Most patients (>60%) describe the pain as severe to very severe, rating it at 10 on a verbal rating scale of 0-10. The pain has a temporal, orbital or supraorbital localization. In rare cases, the pain may involve other areas of the face, head or neck. Accompanying ipsilateral autonomic features include lacrimation, conjunctival injection, rhinorrhea, nasal congestion, ptosis and facial flushing. Unilateral phono- and photophobia are frequent. Osmophobia, nausea or vomiting during the attacks has been reported. The attacks are triggered by stress or relaxation after stress, agitation, exercise, alcohol, neck movement, environmental temperature changes, and dietary products (cheese, chocolate, and coffee). The duration of attacks ranges from 2-30 minutes. Attacks usually have a frequency of above five per day (with a mean of 20 attacks per day). In 80% of patients, the disease is described as chronic (when patients have daily attacks without remission for at least one month).

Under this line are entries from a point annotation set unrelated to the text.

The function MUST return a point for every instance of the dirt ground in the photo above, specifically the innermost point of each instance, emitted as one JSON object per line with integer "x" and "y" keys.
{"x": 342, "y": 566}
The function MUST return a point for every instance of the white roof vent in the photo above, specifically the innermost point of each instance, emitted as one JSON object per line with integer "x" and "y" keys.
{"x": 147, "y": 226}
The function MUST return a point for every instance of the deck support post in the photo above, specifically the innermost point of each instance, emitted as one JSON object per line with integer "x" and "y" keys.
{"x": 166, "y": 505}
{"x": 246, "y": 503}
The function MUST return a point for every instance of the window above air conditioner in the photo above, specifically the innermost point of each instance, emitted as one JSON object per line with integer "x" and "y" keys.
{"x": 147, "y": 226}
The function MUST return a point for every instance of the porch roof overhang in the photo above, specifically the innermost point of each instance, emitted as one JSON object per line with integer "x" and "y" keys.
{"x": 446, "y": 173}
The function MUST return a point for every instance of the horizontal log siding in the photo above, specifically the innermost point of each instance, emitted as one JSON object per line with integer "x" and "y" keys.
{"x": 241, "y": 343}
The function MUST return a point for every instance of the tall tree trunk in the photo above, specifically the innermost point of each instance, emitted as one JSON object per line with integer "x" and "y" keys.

As a rule, patients with paroxysmal hemicrania have normal neurological tests. paroxysmal hemicrania has been reported in association with migraine, cluster headache, trigeminal neuralgia and cough headaches.

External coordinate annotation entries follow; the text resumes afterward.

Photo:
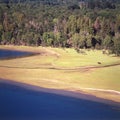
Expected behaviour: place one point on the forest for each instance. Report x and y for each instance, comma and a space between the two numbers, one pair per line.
88, 24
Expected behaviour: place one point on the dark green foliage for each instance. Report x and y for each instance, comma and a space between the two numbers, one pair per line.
61, 23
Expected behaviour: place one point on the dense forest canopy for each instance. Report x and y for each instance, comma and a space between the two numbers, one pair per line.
61, 23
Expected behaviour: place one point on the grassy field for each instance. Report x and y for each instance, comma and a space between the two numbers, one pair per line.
64, 69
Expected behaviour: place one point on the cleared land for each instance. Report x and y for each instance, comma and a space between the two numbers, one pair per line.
66, 69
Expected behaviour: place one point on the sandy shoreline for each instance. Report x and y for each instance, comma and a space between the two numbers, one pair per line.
69, 93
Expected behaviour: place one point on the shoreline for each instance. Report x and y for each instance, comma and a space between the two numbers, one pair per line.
78, 94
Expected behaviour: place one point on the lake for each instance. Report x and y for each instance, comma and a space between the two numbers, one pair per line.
19, 103
7, 54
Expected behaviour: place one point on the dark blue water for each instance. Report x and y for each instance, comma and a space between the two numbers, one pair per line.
18, 103
13, 54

Paroxysmal hemicrania diagnosis

Paroxysmal hemicrania diagnosis is clinical.

Diagnostic criteria

In the current International Classification of Headache Disorders  – International Classification of Headache Disorders, 3rd edition (beta version) 7, trigeminal autonomic cephalalgias include cluster headache, paroxysmal hemicrania and the short-lasting unilateral neuralgiform headache attacks (SUNHAs).

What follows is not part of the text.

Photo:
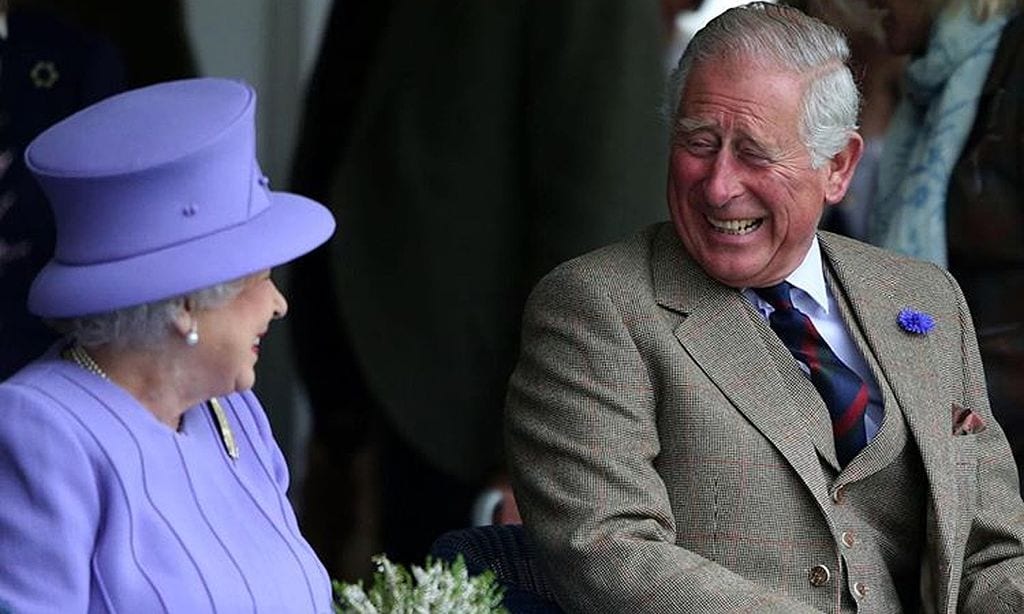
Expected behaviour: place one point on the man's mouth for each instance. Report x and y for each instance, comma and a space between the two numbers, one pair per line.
735, 226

International Classification of Headache Disorders, 3rd edition (beta version) diagnostic criteria for paroxysmal hemicrania include the following:

  • A. At least 20 attacks of headache fulfilling criteria B–E
  • B. Severe unilateral orbital, supraorbital and/or temporal pain lasting 2–30 minutes
  • C. Either or both of the following:
    1. at least one of the following symptoms or signs, ipsilateral to the headache: a) conjunctival injection and/or lacrimation, b) nasal congestion and/or rhinorrhea, c) eyelid oedema, d) forehead and facial sweating, e) miosis and/or ptosis
    2. a sense of restlessness or agitation
  • D. Occurring with a frequency of >5 per day
  • E. Prevented absolutely by therapeutic doses of indomethacin
  • F. Not better accounted for by another International Classification of Headache Disorders, 3rd edition (beta version) diagnosis

Paroxysmal hemicrania treatment

A complete response to indomethacin confirms the diagnosis of paroxysmal hemicrania. Treatment with indomethacin with a median dose of 150 mg/day (ranging from 30-300/day) results in dramatic relief of the disabling symptoms caused by paroxysmal hemicrania. Other less effective nonsteroidal anti-inflammatory drugs (NSAIDs), calcium-channel blocking drugs (such as verapamil), and corticosteroids may be used to treat the disorder. Patients with both paroxysmal hemicrania and trigeminal neuralgia (a condition of the 5th cranial nerve that causes sudden, severe pain typically felt on one side of the jaw or cheek) should receive treatment for each disorder.

Paroxysmal hemicrania prognosis

Many patients experience complete to near-complete relief of symptoms following physician-supervised medical treatment. Paroxysmal hemicrania may last indefinitely but has been known to go into remission or stop spontaneously.